I “grieved” the tubal pregnancies. I “grieved” the miscarriage(s) as they were indicators that I would never be a mother in the sense of carrying a child in my womb. For a while, after each loss, every time I saw a pregnant woman or a woman with a baby, I felt like I was dying inside and had to hold back the tears that threatened to roll down my face. Even after I had a half of tube left, I figured it was enough to get pregnant although my gynecologist told me there was only a 5% chance. In my mind, a slim chance was better than none at all and I continued to hold on to faith and hope.
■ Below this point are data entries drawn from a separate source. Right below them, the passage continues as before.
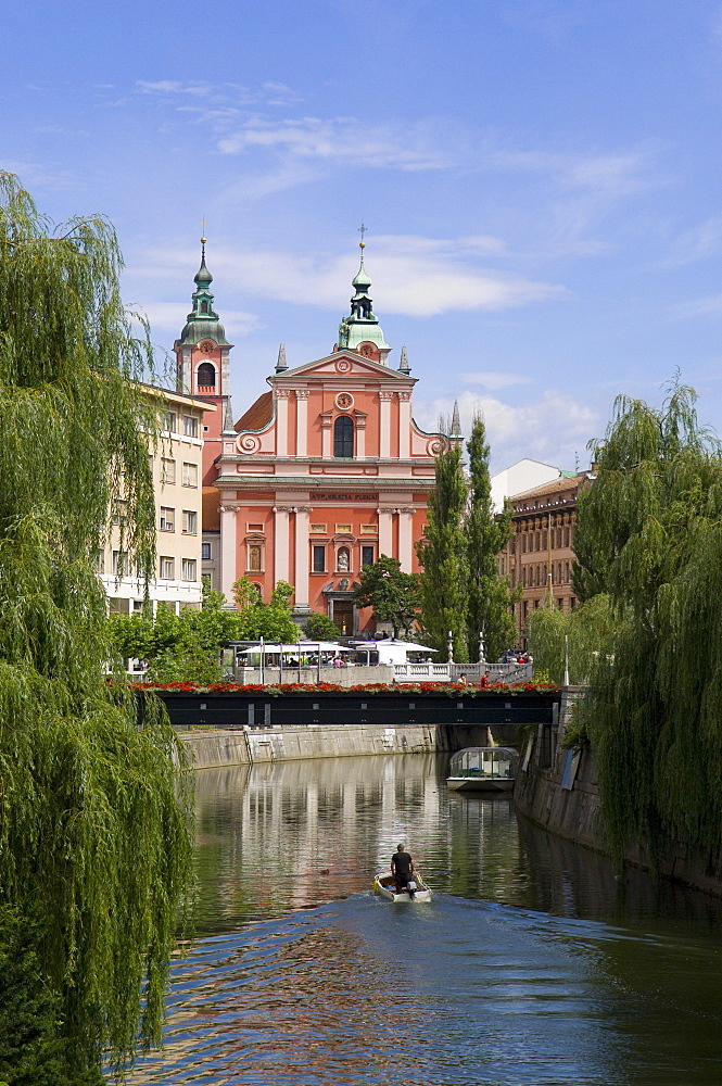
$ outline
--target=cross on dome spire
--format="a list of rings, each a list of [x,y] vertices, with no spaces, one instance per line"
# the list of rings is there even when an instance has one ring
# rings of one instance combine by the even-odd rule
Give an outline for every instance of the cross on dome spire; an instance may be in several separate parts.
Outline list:
[[[205,219],[203,220],[205,228]],[[199,343],[202,339],[212,339],[218,346],[228,346],[224,326],[218,314],[213,308],[211,283],[213,276],[205,265],[205,229],[201,237],[201,266],[195,273],[193,282],[195,290],[191,295],[193,308],[186,317],[186,327],[180,333],[181,343]]]
[[[358,351],[362,344],[369,344],[371,356],[378,356],[378,361],[385,364],[390,348],[383,338],[383,331],[379,325],[379,318],[373,313],[373,302],[369,296],[371,280],[364,267],[364,250],[366,242],[364,236],[368,232],[367,227],[362,223],[358,228],[362,240],[358,248],[362,251],[360,265],[358,272],[351,280],[354,294],[351,299],[351,315],[344,317],[339,325],[339,348],[349,348],[351,351]],[[365,349],[360,353],[367,354]]]

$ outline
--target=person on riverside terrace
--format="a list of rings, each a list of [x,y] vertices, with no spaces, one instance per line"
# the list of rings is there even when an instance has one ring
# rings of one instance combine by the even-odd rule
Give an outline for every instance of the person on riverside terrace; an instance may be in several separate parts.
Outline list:
[[[396,893],[403,894],[408,891],[408,896],[414,900],[414,891],[409,889],[409,882],[414,874],[414,860],[410,853],[407,853],[403,844],[396,846],[396,851],[391,857],[391,873],[396,880]]]

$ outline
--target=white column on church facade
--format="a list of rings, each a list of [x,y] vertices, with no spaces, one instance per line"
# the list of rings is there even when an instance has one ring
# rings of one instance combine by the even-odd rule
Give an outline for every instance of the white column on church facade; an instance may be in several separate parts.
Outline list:
[[[274,389],[276,401],[276,455],[287,456],[289,449],[289,396],[290,389]]]
[[[311,389],[295,390],[295,454],[307,456],[306,435],[308,433],[308,396]]]
[[[393,558],[393,509],[377,509],[377,513],[379,514],[379,557],[385,554],[389,558]]]
[[[308,514],[311,505],[297,505],[295,509],[295,607],[308,609]]]
[[[406,459],[411,453],[411,393],[398,393],[398,456]]]
[[[414,558],[414,509],[398,509],[398,554],[401,568],[411,572]]]
[[[233,602],[233,582],[236,577],[236,514],[232,505],[220,506],[220,591],[226,603]]]
[[[379,456],[391,456],[391,401],[393,392],[379,392],[381,411],[379,413],[380,445]]]
[[[279,581],[290,581],[289,564],[289,513],[288,505],[274,506],[274,579]]]
[[[331,413],[321,415],[321,456],[331,455]]]

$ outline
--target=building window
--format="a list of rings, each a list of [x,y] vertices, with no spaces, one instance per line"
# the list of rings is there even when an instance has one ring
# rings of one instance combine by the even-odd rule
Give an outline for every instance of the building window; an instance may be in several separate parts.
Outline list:
[[[326,547],[325,546],[313,546],[312,547],[312,568],[314,573],[325,573],[326,572]]]
[[[160,570],[162,580],[172,581],[176,576],[176,559],[168,555],[161,555]]]
[[[333,424],[333,455],[354,455],[354,420],[349,415],[339,415]]]
[[[183,460],[183,487],[198,487],[198,464]]]
[[[375,558],[376,547],[363,546],[362,547],[362,566],[372,566]]]
[[[162,532],[175,532],[176,530],[176,510],[172,509],[167,505],[161,506],[161,521],[159,525]]]
[[[198,367],[198,374],[195,379],[199,384],[202,384],[205,389],[215,389],[216,387],[216,367],[210,362],[202,362]]]
[[[127,525],[128,522],[128,503],[123,501],[121,497],[116,497],[113,501],[113,523],[114,525]]]

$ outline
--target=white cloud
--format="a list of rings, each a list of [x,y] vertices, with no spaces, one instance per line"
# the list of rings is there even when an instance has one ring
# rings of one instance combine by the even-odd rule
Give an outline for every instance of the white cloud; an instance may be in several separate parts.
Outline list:
[[[573,469],[578,455],[581,467],[585,467],[586,444],[604,428],[595,411],[557,389],[547,389],[537,400],[524,404],[466,390],[458,396],[458,404],[461,430],[467,435],[474,414],[482,415],[494,471],[524,456]],[[448,417],[453,407],[454,401],[448,397],[415,400],[414,415],[425,429],[434,430],[439,416]]]
[[[706,222],[694,226],[682,233],[674,243],[669,256],[658,265],[663,268],[682,267],[695,264],[722,251],[722,215],[713,215]]]
[[[383,236],[375,238],[373,245],[367,268],[381,319],[390,313],[431,317],[457,310],[505,310],[566,295],[565,288],[554,283],[477,267],[466,260],[465,245],[453,240]],[[198,254],[188,250],[153,252],[129,275],[157,281],[167,275],[175,281],[178,268],[192,267],[197,260]],[[301,300],[337,312],[347,307],[350,280],[356,270],[349,254],[268,249],[214,247],[208,262],[224,289],[235,289],[241,296]]]
[[[270,122],[252,117],[218,141],[224,154],[255,149],[281,151],[299,159],[321,159],[354,165],[396,169],[443,169],[451,159],[433,147],[425,126],[401,130],[393,126],[367,128],[355,117],[302,117]]]

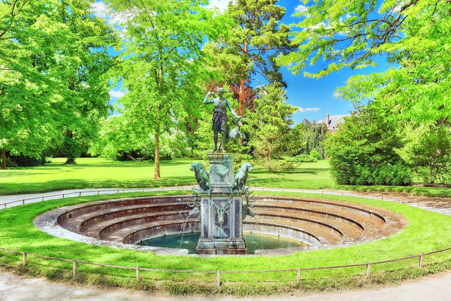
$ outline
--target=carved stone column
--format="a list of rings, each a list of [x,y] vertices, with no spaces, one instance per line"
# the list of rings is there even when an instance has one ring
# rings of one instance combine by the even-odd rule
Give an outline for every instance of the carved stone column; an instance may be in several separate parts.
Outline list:
[[[243,239],[242,210],[244,192],[230,195],[235,173],[234,153],[209,153],[209,196],[201,197],[201,237],[196,249],[198,254],[245,254]]]

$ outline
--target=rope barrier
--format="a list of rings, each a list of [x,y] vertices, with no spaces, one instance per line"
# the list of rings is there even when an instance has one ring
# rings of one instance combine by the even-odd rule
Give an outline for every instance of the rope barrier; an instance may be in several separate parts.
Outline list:
[[[451,250],[451,247],[449,248],[446,248],[446,249],[443,249],[436,251],[433,251],[432,252],[429,252],[428,253],[422,253],[421,254],[419,254],[418,255],[414,255],[412,256],[410,256],[406,257],[396,258],[395,259],[391,259],[387,260],[383,260],[382,261],[377,261],[376,262],[367,262],[366,263],[364,263],[364,264],[348,264],[347,265],[336,265],[336,266],[329,266],[329,267],[318,267],[316,268],[303,268],[302,269],[299,268],[297,268],[296,269],[281,269],[281,270],[258,270],[255,271],[221,271],[220,270],[217,270],[216,271],[201,271],[201,270],[173,270],[173,269],[149,269],[147,268],[140,268],[139,267],[126,267],[120,265],[114,265],[112,264],[99,264],[95,262],[84,261],[83,260],[78,260],[74,259],[68,259],[67,258],[60,258],[59,257],[54,257],[49,256],[45,256],[44,255],[39,255],[38,254],[34,254],[33,253],[27,253],[26,252],[23,252],[22,251],[18,251],[16,250],[5,249],[4,248],[0,248],[0,250],[3,250],[3,251],[5,251],[7,252],[11,252],[13,253],[20,253],[23,254],[23,265],[25,265],[27,263],[26,259],[27,255],[33,256],[35,257],[41,257],[42,258],[46,258],[48,259],[53,259],[58,260],[62,260],[64,261],[71,261],[73,263],[74,277],[75,276],[77,273],[77,264],[90,264],[91,265],[99,266],[106,267],[108,268],[115,268],[116,269],[127,269],[136,270],[136,279],[138,280],[139,280],[139,278],[140,278],[139,276],[140,270],[153,271],[156,272],[168,272],[170,273],[216,273],[217,274],[217,285],[218,287],[219,287],[219,286],[220,285],[220,278],[221,278],[221,273],[280,273],[284,272],[296,271],[296,281],[299,282],[300,279],[300,271],[323,269],[340,269],[343,268],[350,268],[352,267],[365,266],[366,267],[365,275],[367,277],[369,277],[370,275],[370,268],[372,264],[384,264],[387,262],[392,262],[393,261],[397,261],[398,260],[402,260],[407,259],[410,259],[412,258],[415,258],[416,257],[419,257],[419,267],[422,268],[423,267],[423,257],[425,255],[429,255],[430,254],[433,254],[437,253],[439,253],[441,252],[444,252],[445,251],[447,251],[450,250]]]

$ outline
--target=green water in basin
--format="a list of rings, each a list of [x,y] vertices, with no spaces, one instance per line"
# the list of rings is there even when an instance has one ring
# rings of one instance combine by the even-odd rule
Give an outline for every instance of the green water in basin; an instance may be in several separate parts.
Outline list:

This was another one of those instances wherein I “painted” on my happy face and suffered in silence. The women who were able to bear children couldn’t have possibly understood my pain, and I didn’t want their pity. Looking back, that probably wasn’t the best idea because everyone needs someone to talk to. Then to add to my pain, people would ask me when was I going to have children. This cut deep to the core, but I smiled and simply responded, “I don’t know.”
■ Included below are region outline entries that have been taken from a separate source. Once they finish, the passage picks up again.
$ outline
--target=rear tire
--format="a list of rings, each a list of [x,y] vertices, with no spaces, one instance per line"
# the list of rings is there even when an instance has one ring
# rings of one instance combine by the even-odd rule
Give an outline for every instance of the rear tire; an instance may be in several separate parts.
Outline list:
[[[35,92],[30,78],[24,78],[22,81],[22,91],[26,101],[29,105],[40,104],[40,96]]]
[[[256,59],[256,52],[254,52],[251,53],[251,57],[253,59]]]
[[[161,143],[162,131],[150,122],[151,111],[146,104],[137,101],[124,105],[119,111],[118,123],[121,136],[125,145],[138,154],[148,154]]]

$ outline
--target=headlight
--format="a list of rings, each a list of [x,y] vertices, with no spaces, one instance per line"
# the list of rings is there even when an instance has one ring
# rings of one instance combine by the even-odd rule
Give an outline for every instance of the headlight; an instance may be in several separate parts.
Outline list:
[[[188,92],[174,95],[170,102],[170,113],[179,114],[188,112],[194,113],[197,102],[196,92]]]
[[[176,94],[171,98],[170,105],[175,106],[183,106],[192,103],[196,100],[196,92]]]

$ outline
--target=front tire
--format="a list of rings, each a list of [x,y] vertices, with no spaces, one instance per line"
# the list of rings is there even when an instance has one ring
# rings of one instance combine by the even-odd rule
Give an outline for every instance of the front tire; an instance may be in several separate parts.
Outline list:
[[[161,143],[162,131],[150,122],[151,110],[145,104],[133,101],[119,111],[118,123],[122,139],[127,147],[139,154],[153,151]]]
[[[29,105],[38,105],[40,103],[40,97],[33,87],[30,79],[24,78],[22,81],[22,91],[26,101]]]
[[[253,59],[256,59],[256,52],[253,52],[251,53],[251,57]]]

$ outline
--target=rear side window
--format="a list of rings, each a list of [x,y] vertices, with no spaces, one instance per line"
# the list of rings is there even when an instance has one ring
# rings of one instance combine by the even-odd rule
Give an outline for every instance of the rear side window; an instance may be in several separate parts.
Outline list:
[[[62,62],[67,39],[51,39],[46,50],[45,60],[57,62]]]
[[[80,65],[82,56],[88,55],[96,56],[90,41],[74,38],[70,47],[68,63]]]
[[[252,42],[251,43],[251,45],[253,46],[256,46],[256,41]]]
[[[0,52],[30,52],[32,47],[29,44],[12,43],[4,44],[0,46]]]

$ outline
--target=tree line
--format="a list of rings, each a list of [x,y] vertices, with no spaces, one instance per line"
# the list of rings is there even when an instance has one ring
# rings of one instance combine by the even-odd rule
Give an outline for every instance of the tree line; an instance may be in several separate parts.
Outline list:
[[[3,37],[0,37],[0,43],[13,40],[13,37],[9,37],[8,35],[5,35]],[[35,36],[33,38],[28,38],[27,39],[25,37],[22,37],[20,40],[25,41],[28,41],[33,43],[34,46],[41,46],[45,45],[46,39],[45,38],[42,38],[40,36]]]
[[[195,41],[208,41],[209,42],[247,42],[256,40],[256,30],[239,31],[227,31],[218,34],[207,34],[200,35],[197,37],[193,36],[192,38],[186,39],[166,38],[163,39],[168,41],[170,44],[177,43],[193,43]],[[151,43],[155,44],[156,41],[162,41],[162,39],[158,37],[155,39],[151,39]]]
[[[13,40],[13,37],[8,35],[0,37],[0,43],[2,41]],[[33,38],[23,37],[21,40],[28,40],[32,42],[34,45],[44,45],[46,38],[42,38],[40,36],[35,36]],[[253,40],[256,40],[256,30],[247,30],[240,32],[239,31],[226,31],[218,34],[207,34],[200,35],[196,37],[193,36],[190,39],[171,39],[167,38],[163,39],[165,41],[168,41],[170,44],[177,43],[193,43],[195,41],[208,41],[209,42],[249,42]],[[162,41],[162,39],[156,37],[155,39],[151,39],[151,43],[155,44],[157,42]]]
I can’t tell you how long I “grieved” but it seemed like forever. However, at some point or another I got over it but was still hurt because I didn’t understand why this had to be my plight. I kept hoping and praying and even bargained with God hoping that it would be my turn, but it never happened. At one point, I had to accept this reality; however, it wasn’t until I went into menopause. On the one hand, I was happy that my cycle days were over because then I wouldn’t have to deal with my “mind” every month but, on the other hand, it was a reminder of what was never going to be. As I type this article, my emotions are very raw as tears escape my eyes as the pain that I haven’t felt in years rises to the surface. It caught me completely off guard and hit me like a ton of bricks. In the end, however, God blessed me with three beautiful children.
I read on FaceBook recently: “Grief is like living two lives. One is where you pretend that everything is okay, and the other is where your heart silently screams in pain.” This speaks volumes. People say that, “time heals all wounds,” but does it really? My take on it is that we get better over time, but there are random moments when the wounds reopen without warning. The only thing I can say is thank God for the power of prayer because, honestly, that is the only thing that kept me sane when I was at my lowest.
If your feelings of “grief” are all consuming, it’s okay to seek out a “grief” support group or talk to a therapist. Sometimes, you need extra supports in place to help you get through the difficulties you’re facing. You’re human…
It’s okay to feel.
It’s okay to be angry.
It’s okay to question.
What you’re experiencing is normal.
Today is not the end, even though it may feel like it.
You will be able to go on.
Know that you’re not alone.
I didn’t plan on sharing my personal story of “grief” but this article seemed to have taken on a life form of it’s own. I pray it blesses someone who may have needed to hear it.